Nel primo capitolo l'A. descrive il proprio arresto a Budapest -avvenuto l'11 febbraio 2023- come una messa in scena comprensiva della fabbricazione sfacciata di prove a suo carico. Il contesto sarebbe stato quello di un "Giorno dell'Onore" che lo sdoganamento nel mainstream delle istanze della destra più estrema avrebbe trasformato nel giro di qualche anno da festicciola per pochi nostalgici a evento internazionale di commemorazione del nazionalsocialismo. A Budapest la militante Salis si sarebbe recata per manifestare contro i neonazisti; descrivendo a un lettore presumibilmente lontano dallo "strano mondo" della politica militante -di cui non nasconde affatto i limiti e i difetti e di cui riassume le vicende degli ultimi decenni- l'A. conferma che iniziative analoghe sono "una cosa assolutamente normale e giusta". La Salis racconta della procedura di arresto, del suo arrivo nella centrale di Teve Utca e del trasferimento in carcere a Cégled ritraendo la Rendőrség come una corte dei miracoli dalle procedure torturanti, antiquate e dalla dubbia razionalità, venate a tratti di perfidia gratuita; un quadro che accomuna questo libretto a moltissimi scritti autobiografici sulla prigionia di tutte le epoche. Nelle prime ore di detenzione la Salis, internazionalista convinta per atteggiamento e per comportamento, avrà modo di apprezzare certi aspetti del sentire comune ungherese: come se i confini fortificati avessero fatto una certa presa sulla popolazione, marcando il limite tra ciò che è noto e socialmente accettato e il temuto hic sunt leones di cui i pochissimi migranti presenti nel Paese sarebbero un campione. L'A. rileva le somiglianze evidenti col sentire comune agli ambienti provinciali della penisola italiana in cui la pluridecennale presenza degli immigrati avrebbe almeno costretto gli indigeni ad abituarsi alla nuova realtà.

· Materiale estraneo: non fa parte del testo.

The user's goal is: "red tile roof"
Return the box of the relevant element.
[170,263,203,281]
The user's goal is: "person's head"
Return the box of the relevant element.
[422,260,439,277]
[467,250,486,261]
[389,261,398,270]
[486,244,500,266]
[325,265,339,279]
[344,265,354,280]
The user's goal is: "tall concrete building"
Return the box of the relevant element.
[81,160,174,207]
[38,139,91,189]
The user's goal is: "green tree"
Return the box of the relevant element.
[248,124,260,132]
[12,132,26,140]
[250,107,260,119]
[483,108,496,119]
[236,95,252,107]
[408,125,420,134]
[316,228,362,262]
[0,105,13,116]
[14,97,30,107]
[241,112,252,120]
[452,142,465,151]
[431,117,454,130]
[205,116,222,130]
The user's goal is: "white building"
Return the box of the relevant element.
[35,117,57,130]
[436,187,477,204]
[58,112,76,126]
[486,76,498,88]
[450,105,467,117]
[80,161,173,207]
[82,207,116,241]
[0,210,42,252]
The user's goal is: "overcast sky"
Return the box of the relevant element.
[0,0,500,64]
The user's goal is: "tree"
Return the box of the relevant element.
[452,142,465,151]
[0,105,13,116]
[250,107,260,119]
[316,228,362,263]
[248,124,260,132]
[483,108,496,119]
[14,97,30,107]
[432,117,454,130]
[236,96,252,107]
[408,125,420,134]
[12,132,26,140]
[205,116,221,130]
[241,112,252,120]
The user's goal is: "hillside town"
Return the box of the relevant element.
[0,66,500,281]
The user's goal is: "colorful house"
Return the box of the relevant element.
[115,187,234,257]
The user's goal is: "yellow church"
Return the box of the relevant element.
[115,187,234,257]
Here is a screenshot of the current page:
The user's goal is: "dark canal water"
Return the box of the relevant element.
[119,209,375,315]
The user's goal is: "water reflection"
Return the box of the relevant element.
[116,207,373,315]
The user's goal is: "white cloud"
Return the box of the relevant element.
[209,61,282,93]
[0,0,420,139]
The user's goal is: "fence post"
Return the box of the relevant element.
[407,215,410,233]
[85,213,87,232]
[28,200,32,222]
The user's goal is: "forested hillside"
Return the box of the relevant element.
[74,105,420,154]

L'A. scrive dell'infausto risultato dell'udienza di convalida in cui scopre di essere sospettata di due aggressioni sulla base di ottocento pagine di documentazione, a quanto pare prodotta in meno di tre giorni.
L'esecranda igiene delle celle di Gyorskocsi utca è l'occasione per una nuova digressione sullo scopo delle occupazioni; "occupare è proprio questo: strappare spazi al degrado e all’abbandono, impegnarsi a ripulirli, sistemarli e renderli decenti in modo tale che possano ospitare iniziative politiche, sociali e culturali, o diventare abitazioni. Vuol dire portare la vita dove non c'è". Il secondo capitolo del libro è in pratica una trattazione abbastanza esauriente, con pregevoli note entomologiche, delle per nulla entusiasmanti condizioni di vita nelle sezioni di isolamento delle carceri di Budapest in cui la Salis avrebbe cambiato cella dodici volte in sette mesi. Descrive poi un interrogatorio condotto dalla Rendőrség con la già accennata professionalità. Non del tutto aliena dalla prospettiva di un'esperienza del genere, l'A. scrive di come sarebbe riuscita ad evitarne le insidie più evidenti. Nel testo l'interrogatorio è occasione per una serie di considerazioni sullo stato autoritario, le grottesche sproporzioni tra reato e sanzione, l'invito al collaborazionismo e la demonizzazione degli imputati agli occhi dell'opinione pubblica. Nel caso specifico ad Ilaria Salis sarebbero stati contestati vari episodi di "violenza contro un membro di una comunità", reato introdotto in Ungheria... per sanzionare le aggressioni razziste e omofobe. Uno degli appigli cui i giudici sarebbero ricorsi per rinnovare e allungare i termini della custodia preventiva. Nel corso dei mesi e ad ogni rinnovo della custodia cautelare i capi d'accusa sarebbero stti cambiati ed aggravati più volte, fino a comportare il potenziale rischio di una condanna a ventiquattro anni.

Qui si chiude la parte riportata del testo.